La zone du Bicentenaire, plongée dans l’insécurité, loge le Palais de justice, le parlement, la Banque centrale et le Bureau du Premier ministre.
Ces périmètres doivent être sécurisés pour permettre aux professionnelles et professionnels de faire leur travail, souhaite, de son côté, l’ancien titulaire du Ministère de la justice et de la sécurité publique (Mjsp), Me Camille Leblanc, qui intervenait à l’émission FwoteLide sur AlterRadio 106.1 Fm.
Me. Leblanc appelle les autorités à mettre en place un plan de sécurité, dans la zone de Bicentenaire, réputée pour des actes de banditisme.
« En attendant de s’attaquer aux problèmes de fond de ce phénomène, la police nationale devrait faire des déploiements, afin d’assurer la reprise normale des activités dans la zone », recommande Me.
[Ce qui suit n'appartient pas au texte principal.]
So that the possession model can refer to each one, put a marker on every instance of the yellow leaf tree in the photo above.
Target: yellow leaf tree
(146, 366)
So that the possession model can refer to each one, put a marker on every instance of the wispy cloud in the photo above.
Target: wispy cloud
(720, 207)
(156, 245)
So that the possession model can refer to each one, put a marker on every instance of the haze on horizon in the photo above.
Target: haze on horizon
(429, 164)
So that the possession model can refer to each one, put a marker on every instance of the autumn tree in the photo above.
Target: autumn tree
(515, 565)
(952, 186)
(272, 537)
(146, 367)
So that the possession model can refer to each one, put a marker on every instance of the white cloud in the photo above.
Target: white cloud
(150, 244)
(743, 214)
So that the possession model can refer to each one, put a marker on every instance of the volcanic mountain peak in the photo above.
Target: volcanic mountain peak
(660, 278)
Leblanc.
Pendant le passage, du lundi 4 au mercredi 13 novembre 2019, du navire-hôpital américain USNS Comfort, en Haïti, la présence de la police nationale a été très remarquable dans la zone. Durant cette période, les bandits n’avaient le choix que de rester dans leurs fiefs, se rappelle Me. Camille Leblanc.
Ce bateau médical américain avait accosté dans les eaux de la capitale haïtienne, pour apporter des soins à la population, durant la période de paralysie globale des activités dans le pays (« pays locked »), débutée à la mi-septembre 2019.
Me Camille Leblanc déplore le manque de moyens et de matériels, accordés à l’institution policière haïtienne, qui l’empêche de travailler normalement.
« Les autorités devraient faire des sacrifices, pour doter la police de moyens adéquats pour sécuriser la population. L’embargo d’armes à feu, imposé à Haïti, par les forces impérialistes, ne saurait être un obstacle à la police de se procurer des armes et munitions ».